Page 10 — XML, Java, and Flash in CFMX

If you’ve ever had to create, parse, or transform XML documents other than WDDX in ColdFusion 5, kudos to you for figuring it out! The way I used to do it was with Microsoft’s XML Services COM object. If you haven’t ever used it from within ColdFusion before, I’ll ruin the surprise — it sucked. It got the job done, but it was nasty from within CF5. ColdFusion MX now has native XML support for your XML documents. Once you start working with XML in CFMX, you’ll want to lean back and sip on a Piña Colada!

There’s a new XMLPARSE() function that takes a string of valid XML and turns it into something like a ColdFusion structure. You also get an XMLSEARCH() function that allows you to query an XML file with XPATH. Finally, there’s the new <CFXML>tag for creating new XML documents. Check out this Macromedia tutorial on native XML handling in CFMX.


Since CFML is getting converted to Java in CFMX, there are suddenly tons of interesting ways to use Java in your applications. For example, you can now use JSP custom tags just like you would use ColdFusion tags in your CFML code. Now that’s interesting, very interesting. Moouahaha! Java folk will drool at the ways in which you can use Java APIs, JavaBeans, EJBs, Servlets and even gain access to your CFML page’s underlying PageContext object. Check out Macromedia’s article on Using Java and J2EE elements in ColdFusion MX Applications for more information.

Flash Integration

In ColdFusion 5, Flash wasn’t really “integrated” with ColdFusion Server very much at all. There were some limited things you could do to make a dynamic Flash movie, but anybody could do it with or without ColdFusion Server. In CFMX, Flash clients can actually dial in to your ColdFusion Components on your server as if they were part of the Flash movie itself. Even if the component in question happens to be on the other end of the Internet, it doesn’t matter.

This is quite a cool concept. It provides a way for a Flash movie to talk to the server without the page reloading. They call this a “rich client” system, meaning the Flash movie isn’t just a novelty object with a finite amount of tricks up its sleeve. Old school Flash movies would simply sit on your Web page and were basically limited to what was there when the page loaded. Now, you can create a full-blown application with no real need of the concept of going to a different Web page. For example, you can have a Flash movie that runs queries and pulls up the details of different products in a store on a single page.

Hey, if you don’t need to reload, then what do you need a browser for in the first place? Wouldn’t Macromedia love to own a market where developers create ColdFusion-powered Flash applications that don’t use Web browsers? After all, Flash is a better looking front end for the user and it doesn’t require a Web browser.

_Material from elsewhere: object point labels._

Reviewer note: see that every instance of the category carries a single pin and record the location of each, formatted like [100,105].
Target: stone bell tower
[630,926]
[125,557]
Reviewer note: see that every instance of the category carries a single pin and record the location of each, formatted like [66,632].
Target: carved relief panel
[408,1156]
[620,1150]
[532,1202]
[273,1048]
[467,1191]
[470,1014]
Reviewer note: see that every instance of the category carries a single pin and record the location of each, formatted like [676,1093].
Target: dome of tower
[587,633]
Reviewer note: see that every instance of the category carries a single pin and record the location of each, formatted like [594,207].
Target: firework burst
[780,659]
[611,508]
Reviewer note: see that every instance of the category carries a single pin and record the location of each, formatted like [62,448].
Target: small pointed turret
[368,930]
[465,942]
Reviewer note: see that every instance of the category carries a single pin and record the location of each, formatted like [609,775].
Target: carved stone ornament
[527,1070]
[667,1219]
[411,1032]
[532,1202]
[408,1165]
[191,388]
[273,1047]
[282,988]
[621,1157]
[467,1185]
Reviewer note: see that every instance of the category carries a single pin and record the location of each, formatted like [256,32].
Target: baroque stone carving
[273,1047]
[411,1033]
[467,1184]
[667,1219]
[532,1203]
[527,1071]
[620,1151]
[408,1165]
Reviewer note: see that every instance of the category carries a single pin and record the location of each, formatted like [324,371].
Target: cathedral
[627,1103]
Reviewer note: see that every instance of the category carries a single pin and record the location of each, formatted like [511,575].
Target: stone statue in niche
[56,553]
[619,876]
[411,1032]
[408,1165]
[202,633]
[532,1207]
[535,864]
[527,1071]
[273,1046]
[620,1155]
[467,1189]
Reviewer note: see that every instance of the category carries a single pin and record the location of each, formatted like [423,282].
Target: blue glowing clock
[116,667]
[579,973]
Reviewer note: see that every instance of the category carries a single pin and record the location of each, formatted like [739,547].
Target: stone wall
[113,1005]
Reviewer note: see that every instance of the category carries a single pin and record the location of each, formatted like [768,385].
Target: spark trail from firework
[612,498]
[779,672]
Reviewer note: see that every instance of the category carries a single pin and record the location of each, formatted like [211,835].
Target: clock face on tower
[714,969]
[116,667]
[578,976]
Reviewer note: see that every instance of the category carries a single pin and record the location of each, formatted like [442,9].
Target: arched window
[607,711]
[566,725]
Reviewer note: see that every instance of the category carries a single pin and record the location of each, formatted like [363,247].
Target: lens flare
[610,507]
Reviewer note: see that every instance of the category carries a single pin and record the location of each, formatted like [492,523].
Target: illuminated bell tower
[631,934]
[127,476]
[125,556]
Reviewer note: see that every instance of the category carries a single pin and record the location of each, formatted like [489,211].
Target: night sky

Nevertheless, I doubt this concept will ever fly seeing how the Flash authoring environment is not entirely text based and is still hard for coders to get used to. If Macromedia creates a new version of the Flash authoring environment that is text-oriented, I think coders will really start to take notice and Flash will get a lot of traction as an approachable rich client Internet application platform. I think ActionScript is a step in the right direction, but not the leap it needs to be in order to hook the masses. Until then, I’m anticipating that there will only be a trickle of rich Flash applications at big brand name product sites, seeing how there aren’t very many stellar Flash designers who wield code like the pros. Of course, as Dennis Miller always says, “That’s my opinion and I could be wrong.”